Question

Comparing Multiple-Sequence Alignment Pipelines

2

Entering edit mode

12.7 years ago

Nathan Harmston ★ 1.1k

Hi,

So I'm trying to generate a multiple sequence alignment from a number of species (a task, which I've never attempted before). However there are several ways to do this. Currently I'm running a blastz and multiz pipeline and I am planning on trying out other aligners such as TBA and PECAN.

My question is why should I prefer an alignment generated by pipeline A over an alignment generated by pipeline B (apart from my results look prettier)? Is it possible to do this quantitatively? Or at least in such a way that I can justify my choice of pipeline. What pipeline do you use for MSA and why do you think its better than a different one?

Hope this makes sense, many thanks in advance.

EDIT: I'll provide some more information - I'm trying to look for highly conserved elements between human, mouse, tetraodon and cow aswell looking for large areas of conserved synteny between the species.

alignment comparative • 6.0k views

ADD COMMENT • link updated 12.7 years ago by Javier Herrero ▴ 300 • written 12.7 years ago by Nathan Harmston ★ 1.1k

score 8 · Answer 1 · 2012-04-28

Hi Nathan

It is a very good question and people have discussed and will continue to discuss this for a long time. As a general rule, there is no perfect aligner and you should aim at an alignment that that is good enough for what you want to achieve.

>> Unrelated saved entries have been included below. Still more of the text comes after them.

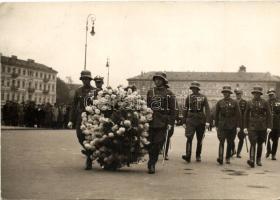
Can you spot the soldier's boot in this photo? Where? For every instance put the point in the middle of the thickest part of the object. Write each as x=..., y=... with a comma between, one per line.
x=151, y=168
x=259, y=155
x=187, y=157
x=88, y=163
x=221, y=154
x=239, y=148
x=251, y=161
x=198, y=151
x=259, y=162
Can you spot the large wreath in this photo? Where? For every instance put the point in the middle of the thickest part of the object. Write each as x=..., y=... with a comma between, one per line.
x=116, y=127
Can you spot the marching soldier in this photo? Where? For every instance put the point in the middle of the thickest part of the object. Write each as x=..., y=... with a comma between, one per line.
x=227, y=121
x=162, y=101
x=98, y=83
x=196, y=116
x=81, y=97
x=171, y=131
x=274, y=104
x=241, y=135
x=257, y=123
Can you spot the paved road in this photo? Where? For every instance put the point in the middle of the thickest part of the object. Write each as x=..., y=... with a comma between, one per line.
x=47, y=164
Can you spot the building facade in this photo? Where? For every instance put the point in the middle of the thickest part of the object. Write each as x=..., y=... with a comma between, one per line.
x=211, y=83
x=23, y=81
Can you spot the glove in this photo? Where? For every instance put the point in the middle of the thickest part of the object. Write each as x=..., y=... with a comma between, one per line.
x=237, y=129
x=268, y=130
x=169, y=127
x=70, y=125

If you want to know more on how MultiZ, TBA and PECAN compare, here are a few comments I hope you'll find them useful. First, MultiZ is not considered a multiple alignment really as it works by simply stacking or projecting pairwise alignments to a reference species. TBA will get all the possible all-vs-all pairwise alignments and combine them into a single multiple alignment that is (I believe) refined a posteriori. I would strongly suggest you use TBA instead of MultiZ if at all possible. Pecan works similarly except that it is a global aligner and it uses the concept of consistency (tries to make the alignment between sequences A and C consistent with the alignments between A and B, and B and C) to combine all pairwise alignments into the final multiple one.

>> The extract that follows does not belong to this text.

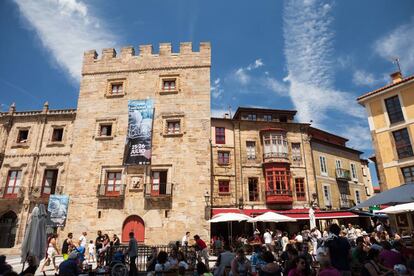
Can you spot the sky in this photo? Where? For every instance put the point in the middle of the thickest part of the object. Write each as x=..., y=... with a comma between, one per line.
x=314, y=56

A global aligner is an aligner that will align the sequences from start to end, assuming there are no rearrangements in the sequence. When applied to whole genome sequences, it requires you to define the blocks of collinear sequences you want to align. You can use software like Enredo or Mercator for this. TBA is a local aligner and won't require this additional step.

Coming back to which software produces the best alignments, Kim and Sinha ( http://www.biomedcentral.com/1471-2105/11/54 ) showed in 2010 that PECAN outperformed other aligners (ClustalW, DIALIGN-TX, MAFFT, MAVID, MLAGAN). The same year, Chen and Tompa ( http://www.nature.com/nbt/journal/v28/n6/abs/nbt.1637.html ) used a different method to compare aligners. Again, PECAN seemed to outperform other aligners, namely MLAGAN, MAVID and TBA, especially at longer evolutionary distances (human to a non-placental mammalian species).

In short, my recommendation would be to use PECAN, but I am certainly biased (it is the aligner we use in Ensembl and I work in Ensembl). You also want to consider whether you prefer to use a local aligner like TBA that doesn't require you to pre-define the collinear blocks to be aligned or you are happy to work on getting a good homology map first. This is perfectly doable, but will require extra work.

score 1 · Answer 2 · 2012-04-20

It's difficult to advice why you should prefer one aligner over the other because you don't give a lot of information. Judging from your use of blastz you are aligning whole genomes of human and mouse? The 'best' aligner depends on how closely related your sequences are, the size of them, but also what you rather want: very few mistakes, but when there is a mistake it is very big or a bit more mistakes, but the mistakes it makes aren't so big.

I myself tend to use ClustalX (or ClustalW) which does quite well on easy-to-align sequences. For sequences that are more difficult to align I go for Praline. However, I never used this for whole genome alignment, but I don't know what you are planning to use if for.